Japan’s culture of defeat

“The Japanese people have stopped thinking about war … Even though our troops have been sent to Iraq, we don’t see ourselves as having any connection to war … the concept of building a nation through military power has disappeared and we just spend our days having fun,” is how Takashi Murakami, one of Japan’s pre-eminent pop artists, characterizes the lingering effects of the atomic bomb, 60 years after the days of infamy, on the Japanese mindset.  

What, then, is this Japanese mindset? According to Murakami, who was born in 1962, it is an attitude towards life, framed by the annihilation of the atomic bomb and the seven-year-long American occupation that followed, characterized by defeat, a desire for pleasure and entertainment, and a childlike inability to form a clear identity.
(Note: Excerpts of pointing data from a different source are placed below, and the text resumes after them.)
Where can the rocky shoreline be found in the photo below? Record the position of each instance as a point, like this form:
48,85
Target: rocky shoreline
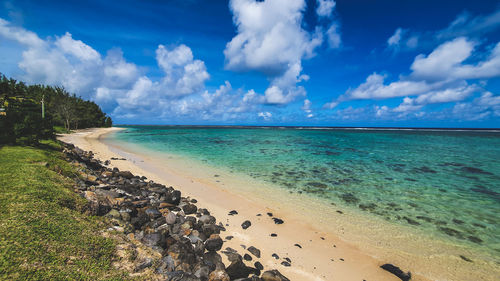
182,241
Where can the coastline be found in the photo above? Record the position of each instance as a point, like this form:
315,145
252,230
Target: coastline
311,262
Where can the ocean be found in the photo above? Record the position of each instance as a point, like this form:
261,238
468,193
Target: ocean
444,182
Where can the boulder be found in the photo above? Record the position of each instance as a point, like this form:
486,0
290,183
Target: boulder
246,224
125,174
237,269
189,209
218,275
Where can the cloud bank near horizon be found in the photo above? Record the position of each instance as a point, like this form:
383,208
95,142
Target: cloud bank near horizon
271,39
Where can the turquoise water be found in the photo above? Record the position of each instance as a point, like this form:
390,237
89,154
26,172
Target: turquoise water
444,182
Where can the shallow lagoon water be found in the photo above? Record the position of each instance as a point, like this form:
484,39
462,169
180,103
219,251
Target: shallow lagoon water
444,182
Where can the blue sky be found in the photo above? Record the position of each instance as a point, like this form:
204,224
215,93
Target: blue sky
272,62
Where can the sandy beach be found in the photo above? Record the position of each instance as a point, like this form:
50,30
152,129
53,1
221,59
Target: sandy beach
319,249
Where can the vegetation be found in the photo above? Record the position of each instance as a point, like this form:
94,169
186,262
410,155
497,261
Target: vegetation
43,234
30,113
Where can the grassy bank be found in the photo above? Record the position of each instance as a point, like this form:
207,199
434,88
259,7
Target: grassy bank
43,234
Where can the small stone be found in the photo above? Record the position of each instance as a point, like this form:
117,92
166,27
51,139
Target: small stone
246,224
465,258
273,275
218,275
278,221
171,217
189,209
254,251
207,219
113,214
397,271
144,264
153,213
214,243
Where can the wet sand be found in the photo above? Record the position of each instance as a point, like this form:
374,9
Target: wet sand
329,248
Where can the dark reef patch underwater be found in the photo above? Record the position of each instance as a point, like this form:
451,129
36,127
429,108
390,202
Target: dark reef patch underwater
444,182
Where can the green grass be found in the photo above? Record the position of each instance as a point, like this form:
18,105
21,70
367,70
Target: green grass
43,235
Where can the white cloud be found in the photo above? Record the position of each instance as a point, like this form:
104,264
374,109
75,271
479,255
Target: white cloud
325,8
485,106
183,74
466,25
307,106
446,62
401,39
333,36
395,38
114,83
270,39
270,36
19,34
374,88
439,77
330,105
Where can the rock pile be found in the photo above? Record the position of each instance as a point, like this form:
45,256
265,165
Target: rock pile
185,237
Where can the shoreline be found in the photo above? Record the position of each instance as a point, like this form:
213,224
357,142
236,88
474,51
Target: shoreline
311,262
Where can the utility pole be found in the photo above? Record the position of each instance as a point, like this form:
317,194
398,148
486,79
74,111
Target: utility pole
43,106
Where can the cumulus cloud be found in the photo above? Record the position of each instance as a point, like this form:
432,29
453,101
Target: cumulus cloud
271,39
70,63
325,7
439,77
446,62
183,74
333,36
482,107
265,115
467,25
118,85
442,76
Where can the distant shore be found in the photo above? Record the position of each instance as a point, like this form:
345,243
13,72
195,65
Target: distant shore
323,254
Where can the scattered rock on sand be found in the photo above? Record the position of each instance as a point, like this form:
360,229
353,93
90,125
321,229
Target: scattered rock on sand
246,224
254,251
397,271
184,238
214,243
273,275
285,263
278,221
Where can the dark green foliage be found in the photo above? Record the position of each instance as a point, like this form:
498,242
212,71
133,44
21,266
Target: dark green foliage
21,112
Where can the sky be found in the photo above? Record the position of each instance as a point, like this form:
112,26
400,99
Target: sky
274,62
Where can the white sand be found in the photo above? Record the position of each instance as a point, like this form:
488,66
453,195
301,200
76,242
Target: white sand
311,262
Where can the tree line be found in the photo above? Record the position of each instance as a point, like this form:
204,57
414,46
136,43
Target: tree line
29,113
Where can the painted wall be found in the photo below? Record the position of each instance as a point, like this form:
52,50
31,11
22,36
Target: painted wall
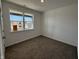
61,24
15,37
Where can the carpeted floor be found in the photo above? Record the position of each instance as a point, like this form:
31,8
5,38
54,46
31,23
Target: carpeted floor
41,48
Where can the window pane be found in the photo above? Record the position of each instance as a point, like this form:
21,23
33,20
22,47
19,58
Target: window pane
28,22
16,22
28,18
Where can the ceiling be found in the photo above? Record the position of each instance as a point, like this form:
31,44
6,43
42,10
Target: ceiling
47,5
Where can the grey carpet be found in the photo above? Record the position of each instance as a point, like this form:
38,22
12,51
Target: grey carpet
41,48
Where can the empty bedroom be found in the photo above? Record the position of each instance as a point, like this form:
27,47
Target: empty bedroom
40,29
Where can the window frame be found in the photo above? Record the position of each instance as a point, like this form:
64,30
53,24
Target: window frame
23,14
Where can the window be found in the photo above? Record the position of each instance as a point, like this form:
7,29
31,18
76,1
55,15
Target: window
20,21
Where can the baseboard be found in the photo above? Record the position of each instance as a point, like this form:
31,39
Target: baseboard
14,43
59,41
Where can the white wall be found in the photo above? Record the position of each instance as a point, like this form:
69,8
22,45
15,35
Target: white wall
61,24
12,38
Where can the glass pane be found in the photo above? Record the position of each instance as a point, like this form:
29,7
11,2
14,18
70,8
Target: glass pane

Such a mindset may well be true, and given the counterproductive and curiously nasty trends that surface in Japanese culture — the tendency of many Japanese in their 20s and 30s who have forsaken or believe they have been forsaken by corporate culture to wander from temporary job to temporary job; the overwhelming lack of faith in the national pension scheme that is woefully under-funded and may become unable to sustain today’s youth; the bizarre phenomenon of “oyajigari,” whereby Lolita-esque schoolgirls meet older, typically married men, and then extort them for money while threatening to reveal their liaisons to their wives and children — but what is the solution to this event that occurred over half a century ago?

Murakami theorizes that this culture of diversion and defeat is “because we lost the war and because of the way we lost the war. We didn’t lose with courage, we just gave up and showed the white flag.”  What, then, should the Japanese have done or do now? According to Murakami’s characterization, a reversal would be a return to imperialist militarism. Regardless of whether the timbre of Japan’s current social identity was informed by an initial culture of military defeat, it has now become an identity, nonetheless, in the 60 intervening years; let military defeat be absorbed into the culture and be transformed so that the legacy of militarism, as well as the resultant defeat, can be left behind.